Bribing voters with their own money is a time-tested political strategy, but few have ever taken it to the level Doug Ford’s government just did.
In their April budget, the Progressive Conservatives promised Ontarians a record $198.6 billion in spending, including major new allocations for highways, transit and health care. That’s $40 billion more than Kathleen Wynne’s Ontario Liberal government, one that was routinely skewered for being careless with the province’s cash, ever dared to spend. There’s just one catch: it only gets spent if Ford’s Progressive Conservatives get re-elected.
This puts the lie, once again, to the idea conservatives are prudent fiscal managers or that they believe in a smaller and more efficient government. But Ford’s unique political brand is built on a willingness to break with the sort of ideological orthodoxy that tends to animate conservatives like Pierre Poilievre or Jason Kenney. It’s why Ford was happy to say nice things about Chrystia Freeland during the darkest days of the pandemic and why he stood next to Justin Trudeau on Monday to announce billions in joint subsidies for Ontario’s electric vehicle sector.
And it’s why he’ll probably win this election in a walk.
Recent polls put the Progressive Conservatives within reach of a majority government, with CBC’s poll tracker estimating they have an 82 per cent chance of winning four more years in power. That’s a credit to Ford’s folksy charm and his relentless focus on pocketbook issues, along with a reflection of the reality that conservatives tend to do better in Ontario when Liberals are in power in Ottawa.
It’s also a testament to the ineffectiveness of the NDP, Ontario’s official Opposition, which is now running in a clear third place — and poised to lose as many as half the seats it won in 2018.
Ford’s shoddy record as premier should have presented an endless stream of opportunities for the party to build on its gains and clearly present itself as the government-in-waiting. Instead, it’s polling lower than an Ontario Liberal Party that lost its official party status in the last election and whose leader is still a mystery to the vast majority of voters.
The Ontario NDP appears to be betting that its robust policy platform and the contrast with Ford’s complete lack of interest in policy can help bridge the gap between the two parties. But as University of Waterloo professor Robert Danisch wrote in a recent piece, that fundamentally misunderstands what an election is about. “Elections are communication challenges, and communication is not a rational process of information transmission,” he wrote. “In other words, if politicians think they’re good communicators because they’re deftly able to convey accurate information about policy positions, then those politicians are likely terrible at communication.”
Ford’s election in 2018 should be all the proof anyone needs that policy is the salad of any election meal. The main course is an easily digested narrative, and Ontario’s New Democrats haven’t been nearly as good at serving that up to voters as Ford’s PCs. And make no mistake: for all of his fumbles and bumbles and his total lack of interest in things like policy and ideas, Ford is a skilled and effective politician.
His bribery-tinged budget is a perfect example of that skill. It boxes both progressive parties in and prevents them from arguing a conservative government will cut spending on the things they care about. Yes, this annoys fiscal conservatives like Lorrie Goldstein, who have complained the recent budget makes Doug Ford’s conservatives little more than glorified Liberals. But Ford’s lack of ideological consistency and his flexible (or non-existent) principles are an electoral strength rather than a weakness in a province like Ontario.

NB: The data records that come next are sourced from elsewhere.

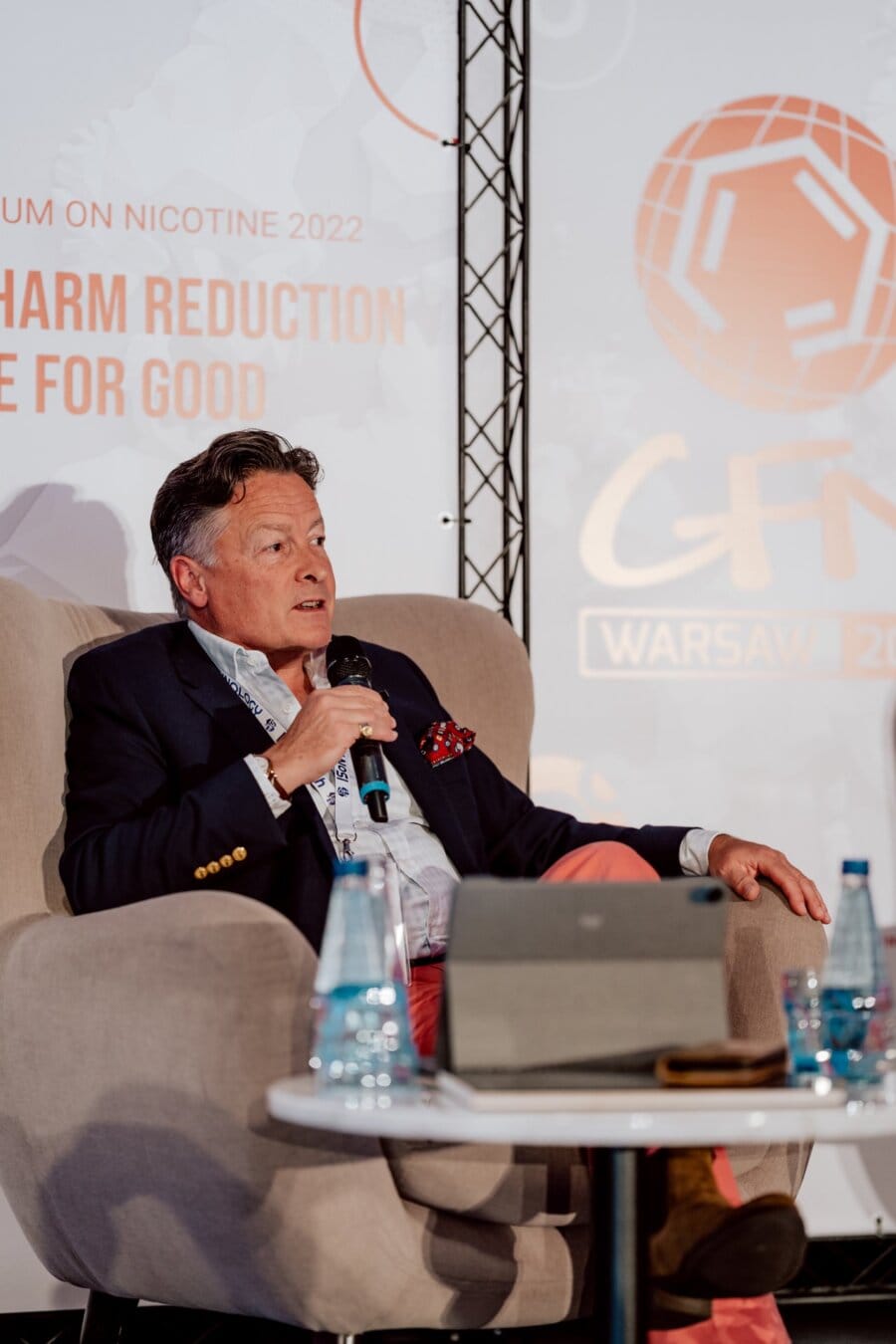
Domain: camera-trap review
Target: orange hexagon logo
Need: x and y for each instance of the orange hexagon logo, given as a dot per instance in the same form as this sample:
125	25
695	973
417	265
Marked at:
768	253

Opinion: Make no mistake, for all of his fumbles and bumbles and his total lack of interest in things like policy and ideas, Doug Ford is a skilled and effective politician, writes columnist @maxfawcett. #OnPoli #OnElxn
None of this is to suggest Ford is unbeatable or the NDP is doomed to finish in third place. The 2015 federal election, where Justin Trudeau’s Liberals came from behind both the NDP and Conservatives to win a majority, is just one of many recent reminders that campaigns do, in fact, matter.
But if someone other than Ford is going to be Ontario’s next premier, the other two leaders need to take the fight to him more effectively than they have to date.

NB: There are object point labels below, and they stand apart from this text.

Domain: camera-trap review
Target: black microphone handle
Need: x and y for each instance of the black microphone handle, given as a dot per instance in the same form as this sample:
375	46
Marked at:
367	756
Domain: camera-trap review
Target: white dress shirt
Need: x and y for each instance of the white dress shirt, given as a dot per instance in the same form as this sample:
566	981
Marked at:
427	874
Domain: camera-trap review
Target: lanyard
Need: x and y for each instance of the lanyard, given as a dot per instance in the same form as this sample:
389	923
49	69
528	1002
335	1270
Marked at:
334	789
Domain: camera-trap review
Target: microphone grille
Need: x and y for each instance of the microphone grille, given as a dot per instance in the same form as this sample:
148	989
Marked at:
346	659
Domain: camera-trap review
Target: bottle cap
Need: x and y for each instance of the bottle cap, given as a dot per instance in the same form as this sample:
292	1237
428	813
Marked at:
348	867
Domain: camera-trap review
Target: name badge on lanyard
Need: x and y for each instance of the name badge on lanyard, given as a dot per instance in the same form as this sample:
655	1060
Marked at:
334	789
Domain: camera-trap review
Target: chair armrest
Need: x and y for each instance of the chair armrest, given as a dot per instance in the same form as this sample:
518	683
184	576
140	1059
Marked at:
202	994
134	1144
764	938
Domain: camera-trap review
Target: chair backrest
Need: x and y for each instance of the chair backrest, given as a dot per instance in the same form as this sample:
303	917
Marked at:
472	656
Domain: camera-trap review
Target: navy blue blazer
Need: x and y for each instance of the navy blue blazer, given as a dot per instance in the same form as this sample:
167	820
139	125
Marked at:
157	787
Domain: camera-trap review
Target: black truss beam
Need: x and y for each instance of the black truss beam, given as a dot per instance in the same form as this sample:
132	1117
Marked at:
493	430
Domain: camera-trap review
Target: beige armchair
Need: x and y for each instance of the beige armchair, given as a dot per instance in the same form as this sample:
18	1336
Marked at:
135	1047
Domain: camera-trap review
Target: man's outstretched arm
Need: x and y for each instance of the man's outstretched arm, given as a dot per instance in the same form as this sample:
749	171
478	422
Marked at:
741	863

That means reminding Ontarians who he really is and what his record in office really looks like.
Most importantly, though, it means turning his biggest strength into a point of weakness. Ford’s lack of principles may help him avoid getting painted into the sort of corners that routinely trap other conservative leaders, but they also mean that he doesn’t really stand for anything other than himself.

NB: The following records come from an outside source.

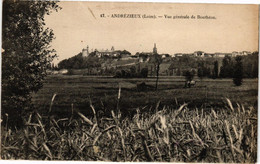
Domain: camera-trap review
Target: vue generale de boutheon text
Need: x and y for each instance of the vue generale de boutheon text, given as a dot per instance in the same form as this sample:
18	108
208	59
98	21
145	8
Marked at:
164	16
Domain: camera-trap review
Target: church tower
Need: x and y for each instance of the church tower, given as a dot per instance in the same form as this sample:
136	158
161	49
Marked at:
154	49
85	52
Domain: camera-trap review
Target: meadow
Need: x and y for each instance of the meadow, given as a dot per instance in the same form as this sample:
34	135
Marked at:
107	119
78	91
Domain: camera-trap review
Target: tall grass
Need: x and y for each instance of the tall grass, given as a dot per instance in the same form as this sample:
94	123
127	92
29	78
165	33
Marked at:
179	135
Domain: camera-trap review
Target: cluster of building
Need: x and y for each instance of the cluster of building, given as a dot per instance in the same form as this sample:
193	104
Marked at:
145	56
217	54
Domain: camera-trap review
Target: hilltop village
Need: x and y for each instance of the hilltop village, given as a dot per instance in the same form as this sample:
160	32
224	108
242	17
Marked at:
109	62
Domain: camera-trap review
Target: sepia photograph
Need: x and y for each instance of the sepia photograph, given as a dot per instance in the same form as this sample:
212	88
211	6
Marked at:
129	81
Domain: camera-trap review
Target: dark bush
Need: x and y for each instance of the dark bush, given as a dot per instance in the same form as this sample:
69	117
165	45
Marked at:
144	72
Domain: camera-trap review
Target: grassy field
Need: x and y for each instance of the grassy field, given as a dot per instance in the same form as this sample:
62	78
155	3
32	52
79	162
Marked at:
77	91
172	135
137	126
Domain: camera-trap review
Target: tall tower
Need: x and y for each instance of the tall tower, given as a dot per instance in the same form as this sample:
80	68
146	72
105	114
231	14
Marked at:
154	49
85	52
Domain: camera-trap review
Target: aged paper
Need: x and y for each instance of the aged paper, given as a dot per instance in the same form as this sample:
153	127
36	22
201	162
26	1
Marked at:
129	82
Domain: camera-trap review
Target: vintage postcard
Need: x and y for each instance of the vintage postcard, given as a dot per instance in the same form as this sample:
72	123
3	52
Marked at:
129	81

The consequences of that were laid bare over and over again during the pandemic when Ford reliably chose political expediency or his own personal popularity over the public’s best interests.
He’ll keep doing that if he gets re-elected, of course, and it’s on his opponents to remind voters of that each and every day. If they can get voters to see him for who he really is, and not who he’s pretended to be over the last four years, they still have a fighting chance.